A yin and yang relationship exists between insulin signaling and immunity.
Another pathway highlighted by RNA-seq analyses that has been shown to intersect with insulin signaling in other studies is the immune response (17, 26). Hemolymph from larvae fed control diets melanizes quickly, but HS-fed hemolymph demonstrated a marked reduction in melanization, consistent with a reduced innate immune response (Fig. 4A). Differential expression studies in larval fat body and whole larval and adult Drosophila flies also supported a role for the immune response: many immune genes were differentially expressed in the contexts of HS feeding, InR reduction, or InR activation (Table 1; see also Tables S1, S2, S3, S4, S5, and S6 in the supplemental material) (30, 33). Therefore, we asked whether the immune response was affected in HS-fed or r4-GAL4; UAS-InRi larvae. We induced septic injury using the Gram-negative bacterium Pseudomonas aeruginosa (56) at a concentration at which many but not all animals typically die (see Materials and Methods for details). A significant fraction of larvae died after a clean pricking injury (data not shown) as reported by others (57). Therefore, we continued with adult infection studies. Consistent with a diminished immune response indicated by reduced immune gene expression after HS feeding (Tables S5 and S6), HS-reared adults exhibited increased infection-based mortality after 1 week (79%), compared with control-diet-reared flies (59%) (Fig. 4B), consistent with a reduction in immune function. Clean pricking (without the pathogen) produced a negligible reduction in 7-day adult survival regardless of diet (Fig. 4). Given the finding that loss-of-function in insulin receptor signaling increased the expression of immune response genes (Tables 1, S1, and S2), we hypothesized that the r4-GAL4; UAS-InRi loss-of-function flies would be protected from death after infection. Indeed, this was the case, as 23% of r4-GAL4; UAS-InRi loss-of-function flies survived acute infection, compared with a 12% survival for control flies fed the same moderately high-sugar diet (0.7 M sucrose) (Fig. 4C). Therefore, reducing InR in the fat body can partially rescue the increased infection susceptibility observed during overnutrition.
FIG 4.
Attenuation of the immune response by HS feeding. (A) Hemolymph isolated from wandering third-instar larvae reared on 0.15 M sucrose melanizes within 5 min at room temperature (left), whereas little color is observed in 5-min-old hemolymph isolated from larvae reared on 1 M sucrose (right). (B) Seven-day survival of adults reared on 0.15 M or 1 M sucrose diets.

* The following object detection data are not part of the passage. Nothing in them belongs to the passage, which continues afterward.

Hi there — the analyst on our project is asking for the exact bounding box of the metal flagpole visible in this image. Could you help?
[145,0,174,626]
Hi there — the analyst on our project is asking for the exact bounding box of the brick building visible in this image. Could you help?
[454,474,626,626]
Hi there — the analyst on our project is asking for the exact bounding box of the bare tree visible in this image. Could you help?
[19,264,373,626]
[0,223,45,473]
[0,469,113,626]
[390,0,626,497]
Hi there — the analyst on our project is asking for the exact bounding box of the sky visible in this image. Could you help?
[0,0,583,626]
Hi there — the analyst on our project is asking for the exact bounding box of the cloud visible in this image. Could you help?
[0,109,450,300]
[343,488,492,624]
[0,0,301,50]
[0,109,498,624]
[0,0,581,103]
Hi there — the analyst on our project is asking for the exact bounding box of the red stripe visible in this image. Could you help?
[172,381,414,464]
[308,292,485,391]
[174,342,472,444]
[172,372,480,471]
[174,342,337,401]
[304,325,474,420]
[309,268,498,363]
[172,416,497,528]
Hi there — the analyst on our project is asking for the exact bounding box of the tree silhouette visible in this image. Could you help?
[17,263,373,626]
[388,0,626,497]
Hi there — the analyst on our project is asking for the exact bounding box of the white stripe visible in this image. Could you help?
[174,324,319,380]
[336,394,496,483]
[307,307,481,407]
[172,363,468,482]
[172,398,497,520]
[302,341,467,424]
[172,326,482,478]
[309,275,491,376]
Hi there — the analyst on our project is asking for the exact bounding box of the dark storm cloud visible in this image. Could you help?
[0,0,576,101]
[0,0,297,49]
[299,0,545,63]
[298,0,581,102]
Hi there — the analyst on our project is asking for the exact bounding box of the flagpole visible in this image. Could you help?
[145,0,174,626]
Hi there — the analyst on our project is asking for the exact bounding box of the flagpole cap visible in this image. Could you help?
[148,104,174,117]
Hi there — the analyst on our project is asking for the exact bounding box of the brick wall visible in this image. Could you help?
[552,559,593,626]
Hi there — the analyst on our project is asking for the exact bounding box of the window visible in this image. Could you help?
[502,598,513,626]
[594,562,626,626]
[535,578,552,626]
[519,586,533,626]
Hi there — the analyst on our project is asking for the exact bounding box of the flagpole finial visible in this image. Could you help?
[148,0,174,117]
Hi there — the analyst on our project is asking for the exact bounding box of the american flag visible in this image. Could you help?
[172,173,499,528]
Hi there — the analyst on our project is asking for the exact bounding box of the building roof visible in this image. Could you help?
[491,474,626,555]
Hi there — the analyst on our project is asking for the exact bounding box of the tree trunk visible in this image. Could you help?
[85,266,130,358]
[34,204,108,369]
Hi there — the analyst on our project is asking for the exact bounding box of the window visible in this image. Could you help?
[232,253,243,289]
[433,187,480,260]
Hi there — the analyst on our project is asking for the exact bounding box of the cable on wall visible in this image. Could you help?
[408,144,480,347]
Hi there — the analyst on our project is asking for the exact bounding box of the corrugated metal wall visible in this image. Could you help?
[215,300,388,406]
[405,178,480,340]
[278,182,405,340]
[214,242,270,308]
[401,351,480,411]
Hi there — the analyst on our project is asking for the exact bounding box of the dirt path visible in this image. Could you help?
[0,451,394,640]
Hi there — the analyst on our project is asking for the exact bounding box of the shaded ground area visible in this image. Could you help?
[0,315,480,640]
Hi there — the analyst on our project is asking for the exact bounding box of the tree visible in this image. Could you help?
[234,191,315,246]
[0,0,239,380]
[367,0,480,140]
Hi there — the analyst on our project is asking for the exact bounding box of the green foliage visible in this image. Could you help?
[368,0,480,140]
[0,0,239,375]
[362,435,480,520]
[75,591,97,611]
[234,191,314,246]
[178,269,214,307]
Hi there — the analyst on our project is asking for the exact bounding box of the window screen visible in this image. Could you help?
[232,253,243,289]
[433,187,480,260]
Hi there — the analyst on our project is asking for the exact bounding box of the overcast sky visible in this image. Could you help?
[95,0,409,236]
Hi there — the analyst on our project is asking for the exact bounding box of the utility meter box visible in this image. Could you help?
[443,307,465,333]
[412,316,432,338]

Three- to 7-day-old wild-type (w1118; r4-GAL4 transheterozygous) flies were infected with a semilethal dose of Pseudomonas aeruginosa, and survival was monitored for 7 days (n ≥ 23 vials). (C) Seven-day survival of adults reared on a 0.7 M sucrose diet. Three- to 7-day-old control (w1118; r4-GAL4 transheterozygous) and InRi (r4-GAL4>UAS-InRi) fly survival over 7 days after inoculation with P. aeruginosa (n ≥ 19 vials). Control flies pricked without P. aeruginosa are shown at the top of each graph (n ≥ 13 vials for each). A two-tailed Student t test was used to derive P values. Error bars show SEM.
Peptidoglycan recognition protein RNAi produces insulin-like phenotypes.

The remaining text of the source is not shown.